Dios quiere siempre el bien del hombre y que alcancemos la plenitud de la felicidad con un corazón lleno de paz
Colosenses 1, 21-23; Sal 53; Lucas 6,
1-5
Lo que le importa a Dios es el hombre. En el bien del hombre está la
gloria de Dios. Dios es el que nos ha hecho grandes y nos quiere felices porque
seamos capaces de vivir en plenitud todos esos dones que nos ha regalado.
Algunas veces los hombres erramos en nuestras apreciaciones. Aunque en
nuestro corazón tendría que predominar toda esa semilla de bien y de bondad que
Dios ha sembrado en nosotros, en razón de uno de esos maravillosos dones de los
que Dios nos dotó, la libertad, somos nosotros los que escogemos un camino
egoísta creyéndonos dioses de nosotros mismos. Quiere que vivamos en plenitud
pero no somos perfectos, porque no somos dioses, y en el uso de nuestra
inteligencia y libertad nos creamos confusiones en nosotros mismos que nos llevan a la confusión
y al mal, aunque en nuestro error pensemos que es el bien y que es lo mejor.
Por eso en nuestro interior nos rebelamos contra esa ley positiva
inscrita en nuestro corazón que nos quiere conducir por ese camino del bien y
queremos hacer nuestras opciones, nuestros caminos; en nuestra confusión
pensamos que esa ley divina inscrita en nuestros corazones coarta la libertad
del hombre, cuando realmente lo que quiere es darnos cauces para que caminemos
por esos caminos de plenitud no solo para nosotros mismos sino también para el
bien de los demás. Sustituimos la ley del amor que Dios ha inscrito en nuestros
corazones por la ley de nuestro orgullo y egoísmo que no mira sino solo para
nuestro yo y lo que contradiga nuestro yo, ya queremos eliminarlo de nuestra
existencia.
¿Qué nos sucede muchas veces en nuestras relaciones con los demás?

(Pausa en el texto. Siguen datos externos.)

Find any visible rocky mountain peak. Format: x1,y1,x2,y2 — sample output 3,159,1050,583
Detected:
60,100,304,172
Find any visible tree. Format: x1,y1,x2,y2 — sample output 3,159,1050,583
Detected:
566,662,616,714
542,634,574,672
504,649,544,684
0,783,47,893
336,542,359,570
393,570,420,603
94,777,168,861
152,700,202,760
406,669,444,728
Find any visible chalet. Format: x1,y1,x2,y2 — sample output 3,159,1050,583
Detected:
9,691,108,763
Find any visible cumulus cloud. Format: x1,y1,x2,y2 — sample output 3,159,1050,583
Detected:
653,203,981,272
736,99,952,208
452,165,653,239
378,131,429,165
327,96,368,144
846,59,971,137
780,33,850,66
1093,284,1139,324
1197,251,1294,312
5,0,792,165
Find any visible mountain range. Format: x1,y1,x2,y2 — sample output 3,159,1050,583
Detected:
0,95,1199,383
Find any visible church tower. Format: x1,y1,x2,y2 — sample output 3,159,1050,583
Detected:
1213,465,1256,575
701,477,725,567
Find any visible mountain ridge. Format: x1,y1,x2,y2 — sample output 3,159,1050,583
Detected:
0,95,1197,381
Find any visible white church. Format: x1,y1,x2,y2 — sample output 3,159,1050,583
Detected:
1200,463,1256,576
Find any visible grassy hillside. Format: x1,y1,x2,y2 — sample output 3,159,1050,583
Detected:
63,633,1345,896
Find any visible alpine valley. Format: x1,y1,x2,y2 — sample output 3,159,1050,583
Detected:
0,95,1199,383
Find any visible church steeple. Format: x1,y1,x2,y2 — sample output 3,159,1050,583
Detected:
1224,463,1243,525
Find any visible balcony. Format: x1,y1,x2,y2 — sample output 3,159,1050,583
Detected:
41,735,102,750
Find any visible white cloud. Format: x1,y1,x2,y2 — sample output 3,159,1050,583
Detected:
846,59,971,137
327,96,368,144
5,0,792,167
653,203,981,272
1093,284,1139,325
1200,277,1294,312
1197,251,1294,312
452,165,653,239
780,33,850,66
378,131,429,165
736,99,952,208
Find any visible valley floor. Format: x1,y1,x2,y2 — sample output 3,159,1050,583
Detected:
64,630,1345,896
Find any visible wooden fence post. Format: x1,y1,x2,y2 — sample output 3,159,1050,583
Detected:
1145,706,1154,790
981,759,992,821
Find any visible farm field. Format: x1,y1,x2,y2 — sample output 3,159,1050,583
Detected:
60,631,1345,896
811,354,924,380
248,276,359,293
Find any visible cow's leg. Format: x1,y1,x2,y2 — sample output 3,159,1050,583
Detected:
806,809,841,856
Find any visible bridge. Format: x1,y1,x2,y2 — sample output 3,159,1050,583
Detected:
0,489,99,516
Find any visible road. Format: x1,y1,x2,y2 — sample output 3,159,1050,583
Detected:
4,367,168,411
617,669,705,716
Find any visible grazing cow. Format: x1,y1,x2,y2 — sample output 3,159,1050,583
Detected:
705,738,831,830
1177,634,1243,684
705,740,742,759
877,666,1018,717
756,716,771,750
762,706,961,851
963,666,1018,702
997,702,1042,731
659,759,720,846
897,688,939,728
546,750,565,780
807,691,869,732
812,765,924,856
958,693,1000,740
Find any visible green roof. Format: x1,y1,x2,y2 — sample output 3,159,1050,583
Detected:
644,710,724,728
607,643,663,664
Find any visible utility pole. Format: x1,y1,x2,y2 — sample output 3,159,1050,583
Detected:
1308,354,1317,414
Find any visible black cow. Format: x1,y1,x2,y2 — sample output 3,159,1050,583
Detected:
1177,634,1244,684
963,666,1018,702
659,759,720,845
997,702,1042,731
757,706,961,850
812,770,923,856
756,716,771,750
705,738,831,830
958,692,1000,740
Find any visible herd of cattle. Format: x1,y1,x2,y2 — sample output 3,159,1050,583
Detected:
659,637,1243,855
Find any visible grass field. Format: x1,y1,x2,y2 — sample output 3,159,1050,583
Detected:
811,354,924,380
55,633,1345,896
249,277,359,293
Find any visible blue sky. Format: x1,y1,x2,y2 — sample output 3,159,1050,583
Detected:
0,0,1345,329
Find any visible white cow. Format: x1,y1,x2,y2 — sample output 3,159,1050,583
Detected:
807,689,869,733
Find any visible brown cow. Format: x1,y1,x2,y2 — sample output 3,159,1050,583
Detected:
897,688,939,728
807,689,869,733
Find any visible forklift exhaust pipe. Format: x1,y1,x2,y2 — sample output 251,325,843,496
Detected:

Caminamos caminos de dicha y felicidad cuando sabemos aceptarnos, ayudarnos,
tendernos la mano, caminar el uno junto al otro, buscando siempre el bien, lo
bueno y lo justo. Pero muchas veces nuestras vidas dan un giro inesperado;
llegó un momento de desacuerdo, quizá tuvimos que reprocharnos algo que no
hicimos bien y olvidamos lo que es le debilidad de cada uno y como en nombre de
esa debilidad podemos equivocarnos, no aceptamos humildemente lo que él otro
quiso decirnos buscando lo bueno, quizá en nuestro orgullo se nos subió el tono
de nuestras reconvenciones, y ya comenzamos a poner barreras, a crear
distancias, a apartar de nuestro camino aquel con el que nos sentimos heridos
porque nos dijo algo que no nos gustaba, destruimos todo lo hermoso que antes habíamos
vivido.
Es una lastima que no encontremos caminos de entendimiento, que nos
encerremos en nosotros mismos pensando que nos valemos solo por nosotros.
¿Buscamos el bien de la persona o el halago de nuestro orgullo egoísta? Cuanto
nos cuesta bajarnos de nuestros pedestales y con humildad sabernos poner a la
misma altura del otro. Siempre tendríamos que haber estado a la misma altura,
pero tenemos esa vanidosa tentación de querer estar por encima y tener siempre
la razón.
El Señor cuando ha inscrito en nuestros corazones la ley del amor es
porque sabe que por ese camino siempre estaremos encontrando el bien del
hombre, de todo hombre, de toda persona. Es lo que quiere de nosotros y por eso
nos traza sus cauces, nos da sus leyes y mandamientos para que sepamos como no podemos
nunca atentar contra el otro, como siempre tenemos que sabernos aceptar y
comprender y eso nos ha de llevar al perdón, porque es así como vamos a
encontrar esa plenitud que es la paz del corazón.
No perdamos nunca esa paz. Será así como podremos cantar
verdaderamente la gloria del Señor. Lo que importa a Dios, lo que es la gloria de Dios, es el bien
y la plenitud del hombre, la felicidad de un corazón lleno de paz.